IP3 enlisted some heavy hitters to try to make that happen. Foremost among them was Michael Flynn, a former highly respected military officer who became a key advisor to then-candidate Donald Trump during the 2016 campaign. Flynn filed paperwork describing himself as an advisor to an IP3 affiliate during that time. Flynn would later be named National Security Advisor in the new Trump Administration, a position he held only briefly before he was forced to resign in disgrace as a result of lies he told as part of the investigation into the campaign’s ties with Russia.
Another important figure in the controversy was Derek Harvey, who served as senior director for Middle East and North African affairs at the National Security Council. The Oversight Committee’s report describes Harvey as a strong proponent of IP3’s Saudi Arabian plans, attempting to push it through over the objections of career staffers at the NSC and White House.
According to the committee’s report, Harvey’s actions so bothered NSC staffers that they repeatedly reported them to the council’s attorneys. The NSC’s legal adviser told staffers not to work on the project, since it was circumventing the necessary legal process.
Perhaps most intriguingly, in January 2018 a subsidiary of Brookfield Asset Management purchased Westinghouse Electric, a bankrupt nuclear services firm that is part of IP3’s consortium. Later that year, Brookfield purchased a 99-year lease on a building at 666 Fifth Avenue in New York City – a building owned by the family of Jared Kushner, the president’s son-in-law and a key White House official with a diverse portfolio of policy responsibilities. 666 Fifth Avenue had long been an albatross for the Kushner family, and Brookfield’s lease – paid up-front – was a life raft for the embattled Kushner real estate empire.
Jared Kushner has formed a “friendship” with Saudi Crown Prince Mohammed bin Salman, who has moved to consolidate his power in the kingdom through a series of brutal crackdowns and whose role in the murder of journalist Jamal Khashoggi remains an open question.
What It All Means
IP3’s proposal is still being discussed in the White House – the President himself participated in a meeting dedicated to it on February 12. Saudi Arabia’s Ministry of Energy, Industry and Natural Resources has contracted with two US firms to lobby on behalf of the proposal.
However, the Oversight Committee’s report is already beginning to bear fruit. Shortly after the report was issued, a bi-partisan group of legislators in both the House and Senate – including Florida Republican Marco Rubio – introduced legislation requiring Congressional approval for the sale of any nuclear power technology to Saudi Arabia. The legislation’s prospects in Congress are not clear.

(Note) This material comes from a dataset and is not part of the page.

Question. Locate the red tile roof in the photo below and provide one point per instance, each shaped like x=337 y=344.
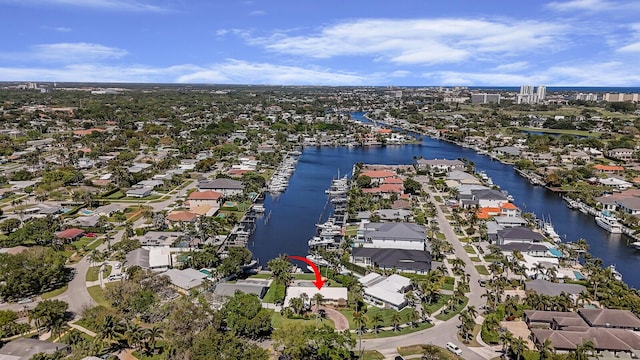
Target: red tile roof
x=205 y=195
x=70 y=233
x=184 y=216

While the story says a lot about the culture of corruption in the Trump Administration, it also illustrates the importance of Congressional oversight. It was easy to be pessimistic about the importance of the 2018 midterms, since Republicans maintained control of the White House and the Senate, but it was always crucial for Democrats to win control of some oversight mechanisms in Congress. It seems unlikely (at best) that this story would have come out if Republicans were still in control of the House Oversight Committee.